Ex-Google, Yahoo, Facebook employees snub recession, launch Hadoop startup

Updated

Cloudera. Not yet launched, it intends to help other companies adopt a promising software platform called Hadoop.

Hadoop is an open-source software project designed to let developers write and run applications that process huge amounts of data. While it could potentially improve a wide range of other software, the ecosystem supporting its implementation is still developing. Which is where Cloudera hopes to make a place for itself.

Right in the middle of a downturn. It's the kind of move the Valley is all about.

Cloudera will help other companies "install, configure and run" Hadoop, either on a company's own servers or using Amazon's hosted Elastic Compute Cloud (EC2) service.

Its founding team includes ex-Yahoo engineering vice president Amr Awadallah, ex-Google engineering star Christophe Bisciglia, former Facebook data team leader Jeff Hammerbacher and entrepreneur Mike Olson. The company hasn't announced its investors yet, but Awadallah is currently an entrepreneur-in-residence at Facebook backer Accel Partners -- so presumably that firm is already on board.

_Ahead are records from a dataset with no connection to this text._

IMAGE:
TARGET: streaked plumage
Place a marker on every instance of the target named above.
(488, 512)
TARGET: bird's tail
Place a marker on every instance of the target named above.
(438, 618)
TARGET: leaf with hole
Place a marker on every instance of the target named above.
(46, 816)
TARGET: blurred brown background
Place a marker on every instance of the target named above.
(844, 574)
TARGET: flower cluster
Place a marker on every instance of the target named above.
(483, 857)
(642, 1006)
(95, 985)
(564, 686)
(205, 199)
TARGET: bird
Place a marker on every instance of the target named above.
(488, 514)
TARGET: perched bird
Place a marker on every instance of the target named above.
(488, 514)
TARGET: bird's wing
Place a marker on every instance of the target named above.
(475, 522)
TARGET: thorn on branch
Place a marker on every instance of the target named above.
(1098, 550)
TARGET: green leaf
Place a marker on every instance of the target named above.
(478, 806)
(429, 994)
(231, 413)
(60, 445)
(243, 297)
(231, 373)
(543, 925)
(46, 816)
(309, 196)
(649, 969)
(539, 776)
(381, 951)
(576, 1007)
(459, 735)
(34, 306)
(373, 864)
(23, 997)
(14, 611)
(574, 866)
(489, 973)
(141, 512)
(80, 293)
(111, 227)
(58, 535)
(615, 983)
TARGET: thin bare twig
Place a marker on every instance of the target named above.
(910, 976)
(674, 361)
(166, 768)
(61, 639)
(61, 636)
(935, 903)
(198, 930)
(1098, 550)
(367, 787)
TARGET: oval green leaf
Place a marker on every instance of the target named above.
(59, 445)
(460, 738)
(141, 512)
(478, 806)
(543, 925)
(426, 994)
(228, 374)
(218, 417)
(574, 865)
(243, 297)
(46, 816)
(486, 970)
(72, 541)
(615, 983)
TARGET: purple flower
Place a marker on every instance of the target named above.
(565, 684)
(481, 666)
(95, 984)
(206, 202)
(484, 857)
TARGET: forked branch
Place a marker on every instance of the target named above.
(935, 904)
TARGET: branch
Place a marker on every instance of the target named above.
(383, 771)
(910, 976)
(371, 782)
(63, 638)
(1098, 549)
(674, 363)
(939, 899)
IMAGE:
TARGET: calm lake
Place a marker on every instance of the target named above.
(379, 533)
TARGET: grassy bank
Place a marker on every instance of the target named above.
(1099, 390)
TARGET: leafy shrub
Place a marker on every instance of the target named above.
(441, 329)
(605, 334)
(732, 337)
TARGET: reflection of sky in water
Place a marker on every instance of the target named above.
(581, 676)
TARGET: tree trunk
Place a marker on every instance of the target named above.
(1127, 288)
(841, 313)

More on Hadoop: It uses the Google-introduced MapReduce systems framework that divides applications into small blocks of work, creating multiple replicas of data blocks that it places on various computer nodes. The benefits, as stated by the official Hadoop open-source site, include:

Scalable: Hadoop can reliably store and process petabytes.

Economical: It distributes the data and processing across clusters of commonly available computers. These clusters can number into the thousands of nodes.

Efficient: By distributing the data, Hadoop can process it in parallel on the nodes where the data is located. This makes it extremely rapid.

Reliable: Hadoop automatically maintains multiple copies of data and automatically redeploys computing tasks based on failures.

It is already in use at large companies like Yahoo. For a vitriolic yet informative take on the technology, see Ted Dziuba's earlier write-up at The Register.

[Update: Kyle Shank, Dziuba's partner in crime at search engine Pressflip.com, says their startup used Hadoop at first but didn't find it ultimately relevant. He adds: "Hadoop is most useful when you need to regularly process gigabytes of information that fit the MapReduce paradigm. Cloudera will be most useful to companies that have giga/terabytes of data and no idea what to do with it." That's certainly not most companies, but it fits the description of a few companies with lots of cash.]